A mutex with PTHREAD_PRIO_INHERIT setup will fail on kernel if futex_cmpxchg_enabled is false - as it calls FUTEX_UNLOCK_PI to test if the kernel supports it. So a FUTEX_WAIT_REQUEUE_PI or FUTEX_CMP_REQUEUE_PI will _not_ be used later, because the mutex cannot be initialed in the first place.

Comment 13 Adhemerval Zanella 2016-05-16 13:18:24 UTC

For __ASSUME_FUTEX_LOCK_PI, which will use FUTEX_{LOCK,UNLOCK}_PI, glibc can assume it will return -ENOSYS in all the cases since 'do_futex' will first check if 'futex_cmpxchg_enabled' is defined by the architecture. And as far I could check, the missing one that does not really support futex_atomic_cmpxchg_inatomic in 3.2 (arm, m68k, mips, sparc) will either return if it supports or use the default futex.h implementation that returns -ENOSYS.

But we can not assume the same thing for __ASSUME_REQUEUE_PI which will use the FUTEX_WAIT_REQUEUE_PI and FUTEX_CMP_REQUEUE_PI operation, since for linux v3.2 there is no runtime check in kernel/futex.c.  This is only done by 59263b513c11398cd66a52d4c5b2b118ce1e0359 which only appears on v3.4.

The possible cleanup I see is to remove __ASSUME_FUTEX_LOCK_PI, since kernel will return -ENOSYS for all supported arch if futex_atomic_cmpxchg_inatomic is not supported in the particular kernel configuration; and change the __ASSUME_REQUEUE_PI minimum kernel for arm to enable it for v3.4+.

Comment 14 Adhemerval Zanella 2017-01-10 18:17:28 UTC

Based on comment #5 and now that the new condvar implementation is upstream (ed19993b5b0d) I am closing this issue.

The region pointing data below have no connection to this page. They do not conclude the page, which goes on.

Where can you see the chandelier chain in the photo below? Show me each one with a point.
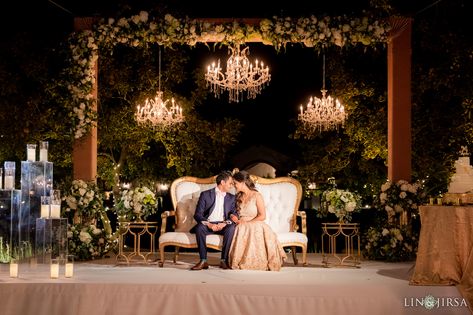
(156, 113)
(240, 76)
(323, 114)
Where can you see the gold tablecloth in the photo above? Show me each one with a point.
(445, 254)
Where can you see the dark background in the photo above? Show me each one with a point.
(296, 72)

Comment 15 Torvald Riegel 2017-01-11 17:09:09 UTC

*** Bug 19941 has been marked as a duplicate of this bug. ***

Comment 16 Torvald Riegel 2017-01-11 17:23:00 UTC

The new condvar doesn't use futex-requeue anymore, so closing this is okay.

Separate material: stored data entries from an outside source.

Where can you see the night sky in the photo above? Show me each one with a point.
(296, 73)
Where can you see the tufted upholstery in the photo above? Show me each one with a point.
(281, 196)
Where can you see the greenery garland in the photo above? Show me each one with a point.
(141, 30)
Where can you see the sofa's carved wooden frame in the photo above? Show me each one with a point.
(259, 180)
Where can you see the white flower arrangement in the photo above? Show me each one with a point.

Adhemerval, it might still be good to fix the _ASSUME* problem that you described though.  I currently don't see a need for requeue elsewhere, but I wouldn't like to forget about this problem either.  If you agree, could you open a separate bug for it?

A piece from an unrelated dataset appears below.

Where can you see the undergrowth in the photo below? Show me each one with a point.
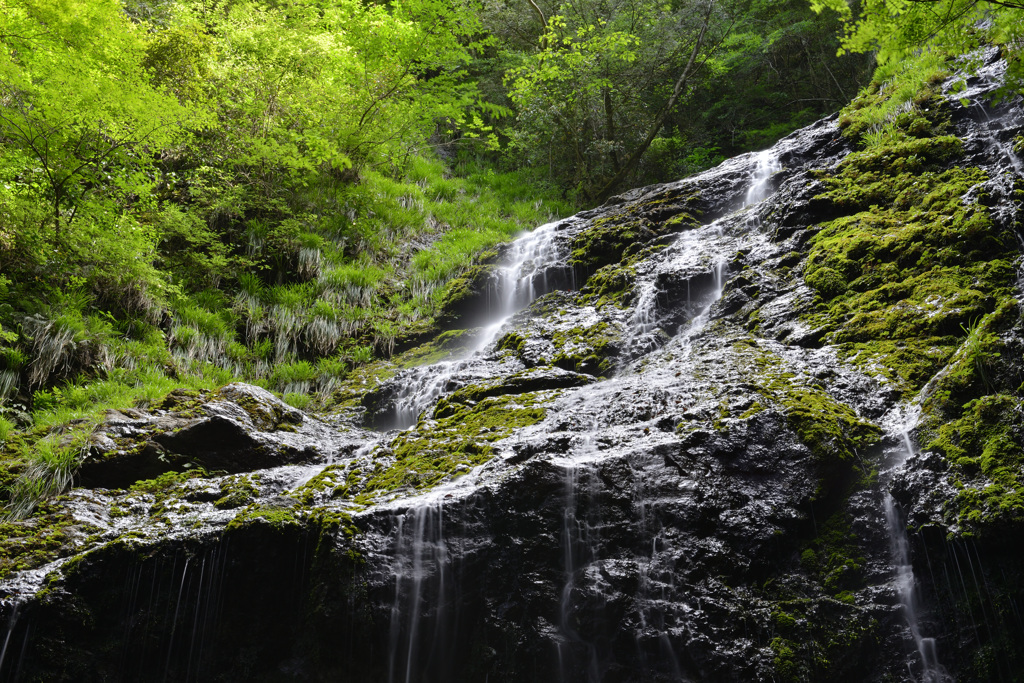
(293, 298)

Comment 17 Adhemerval Zanella 2017-01-11 17:44:55 UTC

I am not sure if we really need to keep track of the __ASSUME_{REQUEUE_PI,FUTEX_LOCK_PI}.  The __ASSUME_FUTEX_LOCK_PI was just removed and __ASSUME_REQUEUE_PI is not really used anymore and I think we can just remove its definition for every architecture.  It is used only for USE_REQUEUE_PI in nptl/pthreadP.h and the macro is not use in any place.

Comment 18 Torvald Riegel 2017-01-11 18:06:20 UTC

(In reply to Adhemerval Zanella from comment #17)
> I am not sure if we really need to keep track of the
> __ASSUME_{REQUEUE_PI,FUTEX_LOCK_PI}.  The __ASSUME_FUTEX_LOCK_PI was just
> removed and __ASSUME_REQUEUE_PI is not really used anymore and I think we
> can just remove its definition for every architecture.  It is used only for
> USE_REQUEUE_PI in nptl/pthreadP.h and the macro is not use in any place.

You're right.  Just removing is the easiest option.